Approximately 7 years ago I was at a lock-in and I wrote a poem I would like to share with you. For me it is the foundation of my faith and represents what Good Friday means to me. It is titled "My Love"
I cry
Because I understand
I understand
That I sinned
I understand
That I killed you
I understand
That you love me
Your love
Will one day save me
One day I will know
I will see your face
I will stand beside you
One day
I will show you
My love is in my tears
This is my journey. It is one of faith and trying and discovery. I hope you will join me as I look to learn more about God's call for me.
Friday, April 22, 2011
Wednesday, April 20, 2011
My Discernment
I wanted you to hear it from me first. After meeting with the COM Saturday I have been informed that they don't think I am ready for seminary this fall. They want me to begin the DOV program in August, leading to me applying for postulancy and seminary in fall 2012. I will post more details as they come to me, and I thank you for your continued support and prayers. I'm in a very confused and disappointed place right now, but I'm praying that it will all make sense soon.
Saturday, April 16, 2011
Meetings and Conversations
This morning I woke up at 6:45 am. Why, you ask, was I awake so early on a Saturday that I didn’t have to work? I had to be in Baltimore by 9:00 am, to meet with members of the Commission on Ministry (COM) and the Bishop. I was the first of the aspirants to arrive, but the other three joined me shortly followed by the members of the COM.
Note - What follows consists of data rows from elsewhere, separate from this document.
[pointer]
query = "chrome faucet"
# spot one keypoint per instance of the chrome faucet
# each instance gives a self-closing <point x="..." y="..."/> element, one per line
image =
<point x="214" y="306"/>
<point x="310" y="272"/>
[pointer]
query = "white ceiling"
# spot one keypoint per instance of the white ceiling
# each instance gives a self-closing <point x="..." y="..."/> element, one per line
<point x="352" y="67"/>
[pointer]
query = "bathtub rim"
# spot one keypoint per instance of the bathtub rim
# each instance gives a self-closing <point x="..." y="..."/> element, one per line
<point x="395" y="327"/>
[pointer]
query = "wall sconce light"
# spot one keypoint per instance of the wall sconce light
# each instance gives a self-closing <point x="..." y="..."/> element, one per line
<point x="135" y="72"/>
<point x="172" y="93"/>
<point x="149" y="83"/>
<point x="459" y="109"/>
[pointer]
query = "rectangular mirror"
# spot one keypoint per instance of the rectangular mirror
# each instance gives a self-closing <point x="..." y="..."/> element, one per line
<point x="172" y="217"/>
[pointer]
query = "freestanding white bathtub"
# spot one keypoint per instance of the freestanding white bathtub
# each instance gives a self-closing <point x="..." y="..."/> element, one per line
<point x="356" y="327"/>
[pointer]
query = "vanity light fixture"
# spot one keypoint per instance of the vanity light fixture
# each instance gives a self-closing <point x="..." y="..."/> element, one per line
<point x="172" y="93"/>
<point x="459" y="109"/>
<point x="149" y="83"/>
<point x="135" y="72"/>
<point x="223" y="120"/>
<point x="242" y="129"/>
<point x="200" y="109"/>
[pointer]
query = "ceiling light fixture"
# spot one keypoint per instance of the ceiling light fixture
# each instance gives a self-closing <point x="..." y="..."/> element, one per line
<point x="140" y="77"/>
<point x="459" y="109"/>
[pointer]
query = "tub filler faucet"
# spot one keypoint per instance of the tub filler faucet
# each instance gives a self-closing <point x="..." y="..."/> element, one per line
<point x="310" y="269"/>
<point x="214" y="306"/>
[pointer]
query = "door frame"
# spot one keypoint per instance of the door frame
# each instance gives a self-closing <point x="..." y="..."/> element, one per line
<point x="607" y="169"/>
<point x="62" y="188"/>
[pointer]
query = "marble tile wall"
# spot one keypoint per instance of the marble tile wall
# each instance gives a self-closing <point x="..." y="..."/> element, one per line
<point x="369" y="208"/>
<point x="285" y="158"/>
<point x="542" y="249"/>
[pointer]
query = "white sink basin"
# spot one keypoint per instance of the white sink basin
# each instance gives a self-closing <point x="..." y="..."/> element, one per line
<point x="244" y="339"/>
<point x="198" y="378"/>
We headed downstairs to start the morning with a Morning Prayer service and then we received our schedules for the morning/mid-day. I glanced at my copy to see where I would be first and inwardly gasped. I was to be the first of the group to meet with the Bishop. Our Bishop is a man that I greatly admire and strongly believe is one of the greatest leaders our Diocese has seen in years. I have chatted with him once before and found him to be attentive and open and honest, so naturally I was a moderate amount terrified at being the first person he spoke with this morning. However, as we were leaving the nave of the Cathedral I found my glance drawn to the simple cross hanging over the altar. I looked at that cross and a sense of calm overcame me as I prayed that God would grant me the strength of Moses and David.
The Bishop took me upstairs and after taking a moment to get set up he led me into his office. I sat on the couch and we began with a moment of silence followed by a prayer, and an unbelievably meaningful conversation. He shared a few things with me that I will share with you as well.
The first and most striking is a concept I find inexpressibly fascinating, though we didn’t discuss it for terribly long. God doesn’t control everything. It’s not a matter of Him not being able to but rather He chooses not to. Can you imagine how exhausting it would be if you were the one holding the puppet strings to every living thing on the planet? It would be unbelievably tiresome and time consuming. Instead the Bishop shared with me that he believes God allows life to take its course, knowing that we can work most things out on our own. However, he believes that God makes things happen. When something tragic happens in the world, when we are met with an obstacle that knocks us so far down we can’t see the sky, God steps in and says lets pick you up and put you back on your feet. It must have been one of the most profoundly brief discussions I’ve ever had in my entire life.
We talked of course about me and my experiences and what I saw happening with my life, which I expected. He shared his excitement for the process and his concerns about financing that my discernment committee and I had expressed. He was seemingly impressed with my grounded expectations and willingness to consider lay ministry if ordained ministry doesn’t pan out. However, he truly wants to see that the diocese is ordaining young people because at some point we will need people with 25-30+ years of experience to lead the Church. All in all it was a pleasant and positive conversation that I truly enjoyed.
I between having us meet with the Bishop and a group of COM members we spent time in pairs chatting with an individual member of the COM. It was a more informal conversation where we chatted about everything from Magic Meatballs, to Seminary experiences, from French films, to which language to take Greek or Hebrew. The two ladies I chatted with, after talking with the Bishop and before meeting with the COM, were so nice, and really wanted to answer any and all questions we might have. It was a lot of fun.
I was the last person to meet with the members of the COM and it was a little bit nerve wracking. After I talked a bit about who I was and how I had come to be there, it went something like this: someone asked me a question, I answered, long pause, someone else asked me a question, I answered, long pause, etc. for about 40 minutes. It was different from my meeting with the Bishop in that it felt more like an interview while the Bishop meeting felt more like a discussion/conversation. That was probably the point but I must say I preferred the one to the other.
After I finished with the COM members we concluded the day with a Mid-Day Prayer service and the aspirants were allowed to leave while the COM members stayed to discuss all that had transpired on behalf of the full COM. We were told to expect a phone call sometime this weekend or early this week to let us know where we stand; which is good because there was some speculation that we might have to wait two weeks until the full COM met!
It was a long morning but I was grateful I had my discernment rock! I found it to be particularly comforting while meeting with the members of the COM. I plan to lay it at the foot of the cross one day this week at Church. I do ask for your prayers this weekend/week as I await word from the COM.